Now I. P. Stephenson has written a new book on the subject, Viking Warfare. Paddy Griffith ought to welcome its appearance, since it will provide a new target for the hate. Reenactors will hate this book just as much, but for different reasons.
Stephenson’s first sin (in my view) is to utterly reject the Icelandic sagas as a source of historical information. If he has read Prof. Torgrim Titlestad’s defense of saga reliabiliity, he dismisses it out of hand. The sagas were written centuries after the events, he says, for the purpose of glamorizing the authors’ ancestors.
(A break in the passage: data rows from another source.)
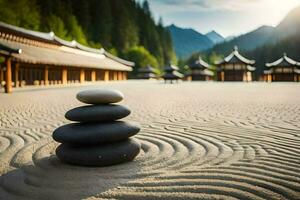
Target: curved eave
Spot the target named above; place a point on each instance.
(63, 56)
(120, 60)
(284, 62)
(236, 55)
(6, 50)
(270, 71)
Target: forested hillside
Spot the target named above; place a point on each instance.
(123, 27)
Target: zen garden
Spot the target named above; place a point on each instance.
(109, 99)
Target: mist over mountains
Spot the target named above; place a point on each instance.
(186, 43)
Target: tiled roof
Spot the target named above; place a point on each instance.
(236, 57)
(67, 52)
(284, 61)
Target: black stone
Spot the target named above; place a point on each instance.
(97, 113)
(100, 155)
(100, 96)
(95, 133)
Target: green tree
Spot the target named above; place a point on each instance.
(142, 57)
(24, 13)
(56, 25)
(75, 31)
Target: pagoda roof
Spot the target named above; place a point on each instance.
(284, 61)
(199, 64)
(6, 50)
(173, 75)
(147, 69)
(170, 68)
(236, 57)
(51, 38)
(146, 75)
(60, 56)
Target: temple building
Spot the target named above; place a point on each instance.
(235, 67)
(171, 73)
(35, 58)
(283, 69)
(200, 71)
(147, 72)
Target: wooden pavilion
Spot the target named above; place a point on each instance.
(200, 71)
(171, 73)
(147, 72)
(36, 58)
(283, 69)
(235, 67)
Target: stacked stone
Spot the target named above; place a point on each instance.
(98, 138)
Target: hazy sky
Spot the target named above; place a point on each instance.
(228, 17)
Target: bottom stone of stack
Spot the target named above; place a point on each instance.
(101, 155)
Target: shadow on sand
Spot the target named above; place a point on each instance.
(48, 178)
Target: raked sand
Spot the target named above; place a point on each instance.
(199, 141)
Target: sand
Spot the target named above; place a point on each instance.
(199, 141)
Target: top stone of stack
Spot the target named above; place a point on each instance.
(100, 96)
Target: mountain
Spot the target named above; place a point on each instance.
(188, 41)
(246, 42)
(289, 26)
(215, 37)
(285, 39)
(264, 35)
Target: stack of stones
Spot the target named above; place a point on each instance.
(97, 139)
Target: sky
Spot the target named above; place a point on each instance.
(227, 17)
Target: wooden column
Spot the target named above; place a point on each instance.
(1, 75)
(115, 75)
(82, 76)
(106, 75)
(17, 75)
(120, 76)
(222, 76)
(8, 75)
(124, 76)
(93, 75)
(46, 75)
(64, 75)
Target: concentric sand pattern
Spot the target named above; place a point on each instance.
(98, 140)
(199, 141)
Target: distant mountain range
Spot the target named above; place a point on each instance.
(264, 35)
(245, 42)
(215, 37)
(189, 41)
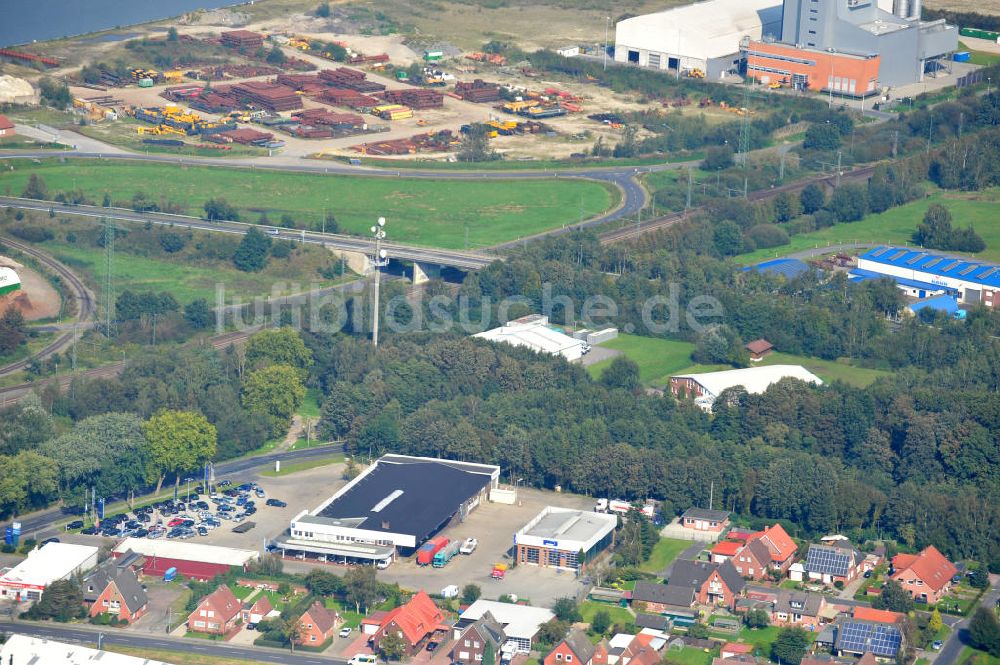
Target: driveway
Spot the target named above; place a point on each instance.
(953, 646)
(161, 597)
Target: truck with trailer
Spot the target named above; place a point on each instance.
(445, 554)
(425, 555)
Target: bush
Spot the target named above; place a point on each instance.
(768, 235)
(718, 158)
(31, 233)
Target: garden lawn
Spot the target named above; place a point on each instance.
(618, 614)
(897, 225)
(351, 618)
(657, 358)
(241, 592)
(687, 656)
(311, 404)
(423, 211)
(664, 552)
(763, 638)
(828, 370)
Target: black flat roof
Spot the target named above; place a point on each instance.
(408, 495)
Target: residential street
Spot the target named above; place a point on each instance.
(87, 635)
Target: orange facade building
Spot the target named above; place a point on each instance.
(808, 69)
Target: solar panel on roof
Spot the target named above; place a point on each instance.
(828, 561)
(859, 637)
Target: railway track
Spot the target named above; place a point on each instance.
(84, 298)
(666, 221)
(12, 394)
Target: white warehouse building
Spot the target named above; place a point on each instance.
(50, 563)
(533, 332)
(704, 35)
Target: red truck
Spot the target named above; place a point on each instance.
(425, 555)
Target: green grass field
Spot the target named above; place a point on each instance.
(657, 358)
(418, 210)
(664, 552)
(828, 370)
(311, 404)
(896, 226)
(980, 57)
(296, 467)
(687, 656)
(970, 656)
(186, 282)
(589, 608)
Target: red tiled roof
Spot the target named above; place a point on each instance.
(778, 542)
(880, 616)
(419, 617)
(759, 346)
(727, 548)
(223, 602)
(930, 566)
(319, 616)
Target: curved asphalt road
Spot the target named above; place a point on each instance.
(87, 636)
(633, 195)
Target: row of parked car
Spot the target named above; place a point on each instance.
(185, 519)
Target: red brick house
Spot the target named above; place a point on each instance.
(725, 550)
(780, 545)
(317, 625)
(640, 652)
(256, 611)
(415, 622)
(787, 607)
(470, 647)
(712, 583)
(115, 590)
(927, 576)
(601, 653)
(216, 614)
(662, 598)
(752, 560)
(575, 649)
(759, 348)
(702, 519)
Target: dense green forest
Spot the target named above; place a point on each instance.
(913, 456)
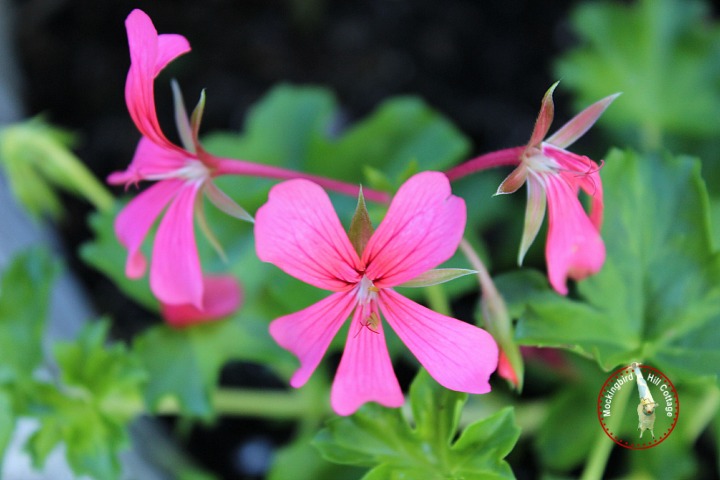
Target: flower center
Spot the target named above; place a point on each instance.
(367, 314)
(194, 171)
(539, 163)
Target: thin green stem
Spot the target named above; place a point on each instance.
(437, 298)
(600, 452)
(276, 404)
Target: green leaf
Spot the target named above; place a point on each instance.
(24, 301)
(185, 363)
(657, 298)
(401, 130)
(300, 461)
(662, 54)
(37, 158)
(90, 411)
(381, 438)
(7, 423)
(110, 373)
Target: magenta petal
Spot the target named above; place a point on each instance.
(580, 123)
(422, 229)
(365, 373)
(544, 120)
(150, 160)
(175, 274)
(149, 53)
(458, 355)
(308, 333)
(134, 221)
(221, 297)
(298, 231)
(574, 247)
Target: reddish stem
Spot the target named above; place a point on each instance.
(499, 158)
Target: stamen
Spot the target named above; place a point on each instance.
(372, 322)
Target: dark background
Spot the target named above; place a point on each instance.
(483, 64)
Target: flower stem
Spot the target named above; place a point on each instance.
(438, 300)
(600, 452)
(245, 402)
(228, 166)
(499, 158)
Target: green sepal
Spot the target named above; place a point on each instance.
(37, 158)
(657, 297)
(361, 228)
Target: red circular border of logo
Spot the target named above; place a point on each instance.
(614, 376)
For that reason they cannot be trusted at any point.
But he nevertheless maintains that we have enough information to provide material for a book. Unfortunately, he fails to demonstrate that contention. He analyzes the history of Viking activities, their battle strategies, and their equipment, and all the way through he ends almost every discussion with the equivalent of, “But we don’t really know for sure.” If you enjoy seeing an author admit his ignorance over and over, this is the book for you.
He also makes a number of summary judgments which I, as a reenactor myself, find doubtful. Shield walls were only loose formations, he tells us, not solid lines of overlapped shields. The “swine” formation was a simple column, not a wedge. Leather helmets are purely fictional. Scramasaxes were seldom carried. Hundreds of reenactors around the world, me among them, will disagree on several of these points, not on the basis of academic research, but through experience on the field.
It’s only at the very end, where he examines the Battle of Maldon, that Stephenson breaks out and actually makes an interesting contribution to the historical discussion. He does his best to rehabilitate Byrhtnoth Byhrthelmsson, the English commander at the poetically immortalized battle, whose leadership was condemned by no less a scholar than J. R. R. Tolkien. Stephenson argues – persuasively – that if you consider the battle from the perspective of Byhrtnoth’s primary objective – to prevent the Vikings’ escape – everything he did makes good sense. He just had the bad luck to get killed.
Scholarly types will want to read Viking Warfare just for its unconventional arguments, but I don’t think it has much useful to offer the average reader.